O Tribunal Superior do Trabalho proferiu decisão relevantíssima, vinculando todas as esferas da Justiça do Trabalho, de interesse dos economiários aposentados ou prestes a se desligar da empresa por aposentadoria.
Desde que o STJ firmou as teses vinculantes dos Temas 955 e 1.021, em 16/08/2018 e 11/12/2020, os prejuízos que os trabalhadores da CAIXA sofreram na aposentadoria, por falta de recolhimentos de parcelas como o CTVA (PORTE E APPA) ou não integração desta parcela (CTVA) no saldamento em 2008, deveriam ser requeridos em ação movida contra a CAIXA na Justiça do Trabalho, com caráter de indenização reparatória.
É sabido que a CAIXA, quando do saldamento de 2008, prejudicou seus trabalhadores, ao não incluir, à época, o CTVA no saldo atuarial dos planos REG/REPLAN cujos recursos foram para o REG/REPLAN Saldado ou Novo Plano.
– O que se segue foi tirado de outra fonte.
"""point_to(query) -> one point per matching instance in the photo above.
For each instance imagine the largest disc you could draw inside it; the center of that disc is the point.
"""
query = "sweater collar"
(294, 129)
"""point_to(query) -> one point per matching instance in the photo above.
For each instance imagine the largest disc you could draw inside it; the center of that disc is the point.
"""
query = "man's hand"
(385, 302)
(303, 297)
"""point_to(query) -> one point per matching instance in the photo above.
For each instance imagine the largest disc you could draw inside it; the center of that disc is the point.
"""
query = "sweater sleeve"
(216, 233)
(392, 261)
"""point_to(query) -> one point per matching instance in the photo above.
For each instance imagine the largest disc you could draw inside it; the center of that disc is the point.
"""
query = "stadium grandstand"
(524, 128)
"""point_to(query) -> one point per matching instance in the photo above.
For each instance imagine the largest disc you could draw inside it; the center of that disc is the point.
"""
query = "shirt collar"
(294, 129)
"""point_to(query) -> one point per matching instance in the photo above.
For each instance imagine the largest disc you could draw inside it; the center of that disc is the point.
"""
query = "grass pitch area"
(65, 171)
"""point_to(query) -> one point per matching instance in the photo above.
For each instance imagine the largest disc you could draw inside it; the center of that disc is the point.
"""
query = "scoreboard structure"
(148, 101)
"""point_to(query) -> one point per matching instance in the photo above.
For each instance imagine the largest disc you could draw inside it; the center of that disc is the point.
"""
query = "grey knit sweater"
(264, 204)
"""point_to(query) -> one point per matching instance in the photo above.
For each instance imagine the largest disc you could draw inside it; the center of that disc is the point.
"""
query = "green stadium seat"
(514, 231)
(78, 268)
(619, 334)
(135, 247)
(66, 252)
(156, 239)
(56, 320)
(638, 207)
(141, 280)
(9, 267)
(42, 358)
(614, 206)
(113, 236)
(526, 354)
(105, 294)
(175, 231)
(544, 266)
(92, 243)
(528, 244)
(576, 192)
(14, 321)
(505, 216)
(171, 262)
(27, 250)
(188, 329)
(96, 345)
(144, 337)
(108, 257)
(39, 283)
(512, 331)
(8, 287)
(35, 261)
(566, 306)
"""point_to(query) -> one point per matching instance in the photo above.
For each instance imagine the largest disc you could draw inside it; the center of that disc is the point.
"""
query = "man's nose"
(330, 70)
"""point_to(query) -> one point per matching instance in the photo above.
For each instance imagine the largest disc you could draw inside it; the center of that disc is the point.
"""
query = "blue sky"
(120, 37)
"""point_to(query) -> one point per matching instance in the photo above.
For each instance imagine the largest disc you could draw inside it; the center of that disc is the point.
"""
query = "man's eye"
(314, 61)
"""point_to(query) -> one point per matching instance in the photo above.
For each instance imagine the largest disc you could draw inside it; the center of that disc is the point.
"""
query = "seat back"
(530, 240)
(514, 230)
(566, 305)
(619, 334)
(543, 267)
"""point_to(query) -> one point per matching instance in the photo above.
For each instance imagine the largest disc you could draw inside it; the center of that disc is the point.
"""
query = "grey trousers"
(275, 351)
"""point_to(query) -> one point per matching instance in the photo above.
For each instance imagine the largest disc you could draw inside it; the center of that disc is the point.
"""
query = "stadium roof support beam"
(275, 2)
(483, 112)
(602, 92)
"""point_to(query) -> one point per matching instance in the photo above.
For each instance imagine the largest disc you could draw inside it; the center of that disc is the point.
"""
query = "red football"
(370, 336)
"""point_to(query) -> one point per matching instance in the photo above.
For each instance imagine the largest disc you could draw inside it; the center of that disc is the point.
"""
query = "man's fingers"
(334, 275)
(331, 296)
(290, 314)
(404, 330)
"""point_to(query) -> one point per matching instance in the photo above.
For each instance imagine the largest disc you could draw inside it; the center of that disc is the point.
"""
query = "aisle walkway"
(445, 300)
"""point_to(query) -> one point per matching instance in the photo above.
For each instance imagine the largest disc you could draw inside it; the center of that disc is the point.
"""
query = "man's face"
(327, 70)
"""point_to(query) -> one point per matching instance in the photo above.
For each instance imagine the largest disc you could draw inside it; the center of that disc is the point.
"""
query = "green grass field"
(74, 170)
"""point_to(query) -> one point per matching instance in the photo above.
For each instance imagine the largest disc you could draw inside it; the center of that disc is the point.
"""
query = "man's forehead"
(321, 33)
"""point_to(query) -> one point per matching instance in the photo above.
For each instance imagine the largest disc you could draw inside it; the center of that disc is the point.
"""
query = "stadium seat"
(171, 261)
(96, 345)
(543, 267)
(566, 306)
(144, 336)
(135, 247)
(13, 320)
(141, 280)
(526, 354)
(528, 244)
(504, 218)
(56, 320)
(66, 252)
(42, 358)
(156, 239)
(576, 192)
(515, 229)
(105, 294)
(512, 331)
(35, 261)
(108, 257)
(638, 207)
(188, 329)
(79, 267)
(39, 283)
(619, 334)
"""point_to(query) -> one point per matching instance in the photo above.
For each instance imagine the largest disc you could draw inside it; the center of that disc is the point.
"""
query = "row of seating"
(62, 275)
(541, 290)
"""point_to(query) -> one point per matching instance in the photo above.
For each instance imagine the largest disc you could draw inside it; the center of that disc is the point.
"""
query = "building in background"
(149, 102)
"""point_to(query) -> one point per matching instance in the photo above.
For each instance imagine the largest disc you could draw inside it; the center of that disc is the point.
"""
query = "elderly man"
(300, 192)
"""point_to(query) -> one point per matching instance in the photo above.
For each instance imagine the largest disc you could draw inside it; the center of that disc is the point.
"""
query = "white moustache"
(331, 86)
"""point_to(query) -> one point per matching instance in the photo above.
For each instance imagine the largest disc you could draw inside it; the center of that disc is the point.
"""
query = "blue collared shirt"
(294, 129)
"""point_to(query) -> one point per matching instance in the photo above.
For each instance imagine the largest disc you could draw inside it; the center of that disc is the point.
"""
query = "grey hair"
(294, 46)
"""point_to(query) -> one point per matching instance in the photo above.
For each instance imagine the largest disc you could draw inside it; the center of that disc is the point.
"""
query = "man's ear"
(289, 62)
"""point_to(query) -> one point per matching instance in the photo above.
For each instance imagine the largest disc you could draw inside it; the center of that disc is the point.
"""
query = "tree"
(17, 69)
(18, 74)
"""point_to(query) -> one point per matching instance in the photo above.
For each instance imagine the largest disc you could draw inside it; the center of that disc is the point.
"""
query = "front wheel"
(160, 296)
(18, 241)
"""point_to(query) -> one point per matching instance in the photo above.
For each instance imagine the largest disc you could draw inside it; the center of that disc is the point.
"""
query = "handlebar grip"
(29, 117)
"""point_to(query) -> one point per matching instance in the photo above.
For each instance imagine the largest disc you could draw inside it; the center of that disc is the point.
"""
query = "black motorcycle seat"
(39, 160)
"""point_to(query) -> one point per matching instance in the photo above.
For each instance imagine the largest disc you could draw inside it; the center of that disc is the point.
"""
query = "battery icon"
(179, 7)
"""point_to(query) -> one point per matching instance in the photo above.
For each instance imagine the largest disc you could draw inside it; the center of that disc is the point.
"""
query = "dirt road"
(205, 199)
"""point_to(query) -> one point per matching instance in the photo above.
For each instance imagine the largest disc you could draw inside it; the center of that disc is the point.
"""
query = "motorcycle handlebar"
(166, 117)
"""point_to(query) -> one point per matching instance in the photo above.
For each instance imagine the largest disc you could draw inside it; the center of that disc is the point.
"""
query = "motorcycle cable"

Além disso, muitos economiários que ganhavam o direito de incorporar o CTVA, PORTE e APPA, depois de apeados das funções de confiança, não tinham tais parcelas recolhidas ou, quando eram recolhidas, eram com atraso, o que acarretaria prejuízos ao benefício, pois haveria diferenças atuariais não calculadas no processo trabalhista.
No entanto, havia muita divergência na Justiça sobre o prazo prescricional aplicável e a partir de quando ele deveria ser contado.
Ao julgar o Tema 20 dos recursos de revista repetitivos, o TST sedimentou o seguinte entendimento
- O prazo prescricional para pedir indenização à CAIXA ou outro empregador, em caso de prejuízo na complementação de aposentadoria, não se conta da data em que a empresa deixou de recolher o valor à FUNCEF ou entidade de previdência (valendo o mesmo para o saldamento REG/REPLAN, em 2008), mas a partir do desligamento ou aposentadoria, na maioria dos casos.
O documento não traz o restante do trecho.